August 2020 Newsletter
Tuesday, August 11th, 2020
From The Certified Elder Law
William W. “Bill” Erhart
Caregiver Agreement: Compensating Family Members Fairly and Preserving Medicaid Benefits.
Many of us are not receiving long term care Medicaid, but contemplate we may need such long-term care in the future. Sometimes citizens have cash resources that
exceed the Medicaid limit. At the same time, family members, typically the eldest daughter, are providing care out of their own time and resources, which is
burdensome to the caregiver and guilt giving to the parent. If the parent gives the caregiver's child money or leaves more to that child upon the parent’s death, other
children may not understand. A Caregiver Agreement is a solution to these several issues.
Medicaid is a joint federal and state program which provides payment for medical services to eligible individuals. It is designed to provide for those “whose income and resources are insufficient to meet the costs of necessary medical services.” 42 U.S.C. sec 1396(1). Among other requirements, Medicaid applicants may have no more than $2,000.00 in available resources. If an applicant makes a transfer of resources for less than fair market value during the five year look back period, under 42 U.S.C. sec 1396p (c)(1)(B), then an application for long term care benefits is denied and a period of ineligibility imposed. 42 U.S.C. § 1396p (c) (1)(A). Long- term care for the elderly is expensive and significant care is provided in the home by family members, mostly women. It is reasonable, and some assert necessary, that such family caregivers be compensated for the care they render to family members. For example, it is proposed to provide an elective share to a family member who provides substantial uncompensated care in a family residence to a decedent.

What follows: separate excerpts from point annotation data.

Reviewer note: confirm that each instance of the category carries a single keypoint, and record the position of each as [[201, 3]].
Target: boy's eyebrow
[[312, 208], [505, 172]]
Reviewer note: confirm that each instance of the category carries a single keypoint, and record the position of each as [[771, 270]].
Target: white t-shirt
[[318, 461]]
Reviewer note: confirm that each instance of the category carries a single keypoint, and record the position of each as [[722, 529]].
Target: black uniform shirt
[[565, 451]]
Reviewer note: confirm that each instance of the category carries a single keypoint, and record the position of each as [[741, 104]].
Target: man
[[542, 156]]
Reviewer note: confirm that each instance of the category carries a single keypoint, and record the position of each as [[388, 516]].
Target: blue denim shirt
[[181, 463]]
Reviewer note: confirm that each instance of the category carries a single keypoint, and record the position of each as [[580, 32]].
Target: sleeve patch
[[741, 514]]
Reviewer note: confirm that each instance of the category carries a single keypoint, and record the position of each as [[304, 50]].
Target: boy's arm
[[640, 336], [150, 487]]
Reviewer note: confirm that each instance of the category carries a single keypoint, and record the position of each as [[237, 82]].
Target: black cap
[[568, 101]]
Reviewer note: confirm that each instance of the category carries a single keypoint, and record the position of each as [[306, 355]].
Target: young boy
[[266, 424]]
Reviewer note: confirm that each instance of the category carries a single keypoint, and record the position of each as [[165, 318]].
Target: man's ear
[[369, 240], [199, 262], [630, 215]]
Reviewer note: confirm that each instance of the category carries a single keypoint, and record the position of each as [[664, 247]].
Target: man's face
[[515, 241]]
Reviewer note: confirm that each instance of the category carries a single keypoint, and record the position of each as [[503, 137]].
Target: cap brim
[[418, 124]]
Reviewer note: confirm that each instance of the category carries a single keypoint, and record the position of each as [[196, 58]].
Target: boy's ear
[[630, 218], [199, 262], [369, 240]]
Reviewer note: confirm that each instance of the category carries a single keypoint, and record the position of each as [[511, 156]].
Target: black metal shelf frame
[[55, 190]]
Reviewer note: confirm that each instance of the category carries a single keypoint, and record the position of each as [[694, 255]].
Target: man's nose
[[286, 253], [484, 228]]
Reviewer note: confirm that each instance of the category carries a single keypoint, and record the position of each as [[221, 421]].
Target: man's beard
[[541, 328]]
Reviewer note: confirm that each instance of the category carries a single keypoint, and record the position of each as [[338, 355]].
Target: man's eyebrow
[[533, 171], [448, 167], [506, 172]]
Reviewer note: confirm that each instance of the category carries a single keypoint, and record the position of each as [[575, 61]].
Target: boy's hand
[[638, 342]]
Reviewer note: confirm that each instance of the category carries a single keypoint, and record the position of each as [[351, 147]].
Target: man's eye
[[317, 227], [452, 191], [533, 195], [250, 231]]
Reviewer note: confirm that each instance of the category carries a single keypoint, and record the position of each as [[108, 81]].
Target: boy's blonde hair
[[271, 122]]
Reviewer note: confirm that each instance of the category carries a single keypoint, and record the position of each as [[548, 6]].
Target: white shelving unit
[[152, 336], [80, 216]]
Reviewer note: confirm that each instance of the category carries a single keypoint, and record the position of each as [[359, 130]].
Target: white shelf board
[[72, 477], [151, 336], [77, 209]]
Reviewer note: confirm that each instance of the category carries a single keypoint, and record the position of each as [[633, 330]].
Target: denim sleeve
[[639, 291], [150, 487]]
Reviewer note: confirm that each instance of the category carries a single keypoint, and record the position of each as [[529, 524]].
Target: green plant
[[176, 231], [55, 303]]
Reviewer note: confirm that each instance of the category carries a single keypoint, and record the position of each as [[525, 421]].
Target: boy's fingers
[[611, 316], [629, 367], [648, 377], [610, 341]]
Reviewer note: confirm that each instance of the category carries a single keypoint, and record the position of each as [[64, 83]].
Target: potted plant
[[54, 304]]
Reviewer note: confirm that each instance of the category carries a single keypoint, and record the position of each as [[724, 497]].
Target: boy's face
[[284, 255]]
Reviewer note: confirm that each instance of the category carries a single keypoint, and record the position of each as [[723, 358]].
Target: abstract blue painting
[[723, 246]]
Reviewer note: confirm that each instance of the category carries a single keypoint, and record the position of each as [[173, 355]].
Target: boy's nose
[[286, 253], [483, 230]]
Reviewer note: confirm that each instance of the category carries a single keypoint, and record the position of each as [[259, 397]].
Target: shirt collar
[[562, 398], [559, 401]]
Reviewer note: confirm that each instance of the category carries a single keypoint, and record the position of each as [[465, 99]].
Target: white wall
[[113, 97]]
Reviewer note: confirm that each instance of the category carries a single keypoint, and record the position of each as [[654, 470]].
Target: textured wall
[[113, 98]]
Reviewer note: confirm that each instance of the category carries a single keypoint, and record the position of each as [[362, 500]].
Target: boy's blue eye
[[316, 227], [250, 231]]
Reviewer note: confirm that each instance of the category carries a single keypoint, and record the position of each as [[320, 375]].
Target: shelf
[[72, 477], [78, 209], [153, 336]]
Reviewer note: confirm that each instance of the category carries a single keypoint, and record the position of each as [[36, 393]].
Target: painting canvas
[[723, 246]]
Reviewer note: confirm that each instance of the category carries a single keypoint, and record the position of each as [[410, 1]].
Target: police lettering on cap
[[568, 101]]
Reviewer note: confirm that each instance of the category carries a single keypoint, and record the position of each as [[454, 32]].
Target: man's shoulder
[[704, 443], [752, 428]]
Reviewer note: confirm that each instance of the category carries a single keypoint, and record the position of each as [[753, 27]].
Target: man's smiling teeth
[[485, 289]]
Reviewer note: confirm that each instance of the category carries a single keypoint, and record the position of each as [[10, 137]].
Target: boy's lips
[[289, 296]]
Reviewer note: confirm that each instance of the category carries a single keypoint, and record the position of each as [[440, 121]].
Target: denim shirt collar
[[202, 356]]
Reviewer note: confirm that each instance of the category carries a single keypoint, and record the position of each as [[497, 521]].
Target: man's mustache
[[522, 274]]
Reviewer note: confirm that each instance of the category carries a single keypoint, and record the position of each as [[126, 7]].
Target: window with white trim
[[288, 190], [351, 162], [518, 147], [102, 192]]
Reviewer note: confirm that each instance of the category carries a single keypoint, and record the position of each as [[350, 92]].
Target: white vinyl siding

Thomas P. Gallanis and Josephine Gittler, Family Caregiving and the Law of Succession: A Proposal. 45:4 University of Michigan J. of Law Reform 761 (2012). A traditional elective share is only available to the surviving spouse under current law. Encouraging family members to provide care for the elderly within the home by compensating the family member by use of a formal Caregiver Agreement benefits the caregiver, the elderly, and the State which is otherwise burdened by paying for long term care through Medicaid. See, Eldercare for the Baby-Boom Generation: Are Caregiver Agreements Valid? 45 Suffolk U. Law Rev. 1271(2012).
Unlike the Massachusetts scheme examined in the Suffolk note, Delaware has no regulation governing Caregiver Agreements. Payments to family members are presumed to be transfers in order to qualify for
Medicaid and subject to the divestment penalty. Caregiver Agreements formalize the arrangement between a child and parent to evidence the payment is for value and not a disqualifying gift under Medicaid. See generally, Frolik & Brown, Advising
the Elderly or Disabled Client, §§ 14.02, 16.12 (Thomson Reuters/WG&L, 2020); Brewton v. Dept. of Health & Hospitals, 956 So. 2d 15 (La. Ct of App. 2007); Reed v. Dept. of Soc. Serv., 193 S.W.3 rd 839 (Mo. Ct of App. 2006); Forman v Dir. of Medicaid, 944. N.E.2d 1081 (Ma. App. 2011).
Typically, a child is currently bathing, dressing, toileting, providing incontinent care, transporting, shopping, laundering, making meals, housekeeping, and
monitoring medication daily for the parent. There is no reason why the child should not be compensated for the care provided; the parent benefits from the care, the
parent retains Medicaid eligibility by evidencing fair market value for the services rendered by the child caregiver, and the State benefits by the child providing care for the parent in the home and deferring institutional long term care and Medicaid at the expense of the State. Caregiving Agreements can be combined with other asset preservation techniques which help elders and their families.